I felt as though I could walk outside my house and literally point to the effects that climate change was having on the earth for just the second time in my life. I have only ever lived in the Midwest. I have never experienced fire season on the West Coast or flood season on the East. For the past 20 years of my life, I couldn’t point to tangible examples of climate change simply because of my geographic location within the U.S. But now, fire season has become so bad that all I have to do is step out onto my back porch and look up at the sky. That change happened in my lifetime, and that feels like something worth covering to me.

The lack of media coverage also made me feel like everyone was accepting these changes in our environment as the new normal. Our skies were literally changing color — nothing about it felt normal to me. I woke up every day hyperaware of the changes I was seeing in the sky and the sun, and I felt like I was the only one who was noticing them. I was expecting outrage at the most, concern at the very, very least. Instead, I was met with silence.

There is undoubtedly a strong correlation between climate change and increasingly more untamed wildfires. From 1970 to 2016, the average wildfire season has increased by 105 days. In 2020, California set new records for the largest fires ever seen across the state and the most acres burned. While I do believe that reporting on the wildfires themselves is completely necessary, it is not enough. We must also discuss the widespread repercussions seen across the country during wildfire season.

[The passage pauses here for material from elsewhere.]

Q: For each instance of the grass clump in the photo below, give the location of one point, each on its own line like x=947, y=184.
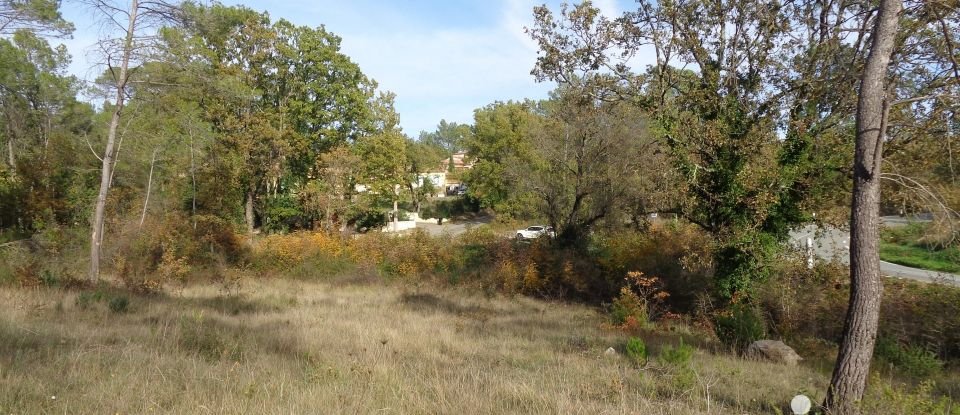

To say that climate change is overwhelming is perhaps the biggest understatement of our generation. It’s terrifying, disheartening and all-consuming at times; and especially on an individual level, it can feel like nothing you ever do will be enough to help. But one thing we can do right now is hold the media accountable and hold ourselves accountable to make sure we do not get desensitized to the effects that climate change continues to have on the Earth.

I am not suggesting that we all break out in a full-blown panic. I know from personal experience that climate anxiety can turn very quickly into climate despair or burnout. It’s easy to jump between avoiding all climate-related news or doom scrolling for hours, neither of which do anything to quell my anxiety. It is always important to prioritize our mental health — I try to find a balance by keeping up to date on climate-related news but limiting my intake to only 15 minutes a day. I have also found that while individual actions, such as avoiding single-use plastics or composting are not the solution to the problem, they can make me feel a little more proactive.

I am suggesting that we resist becoming desensitized to ongoing environmental changes and disasters, and stay clear-sighted amid increasingly hazy skies. While we must always prioritize our mental health, it is still important to pay attention to the world around us and ask our media outlets to cover climate disasters with vigilance — no matter how common they become.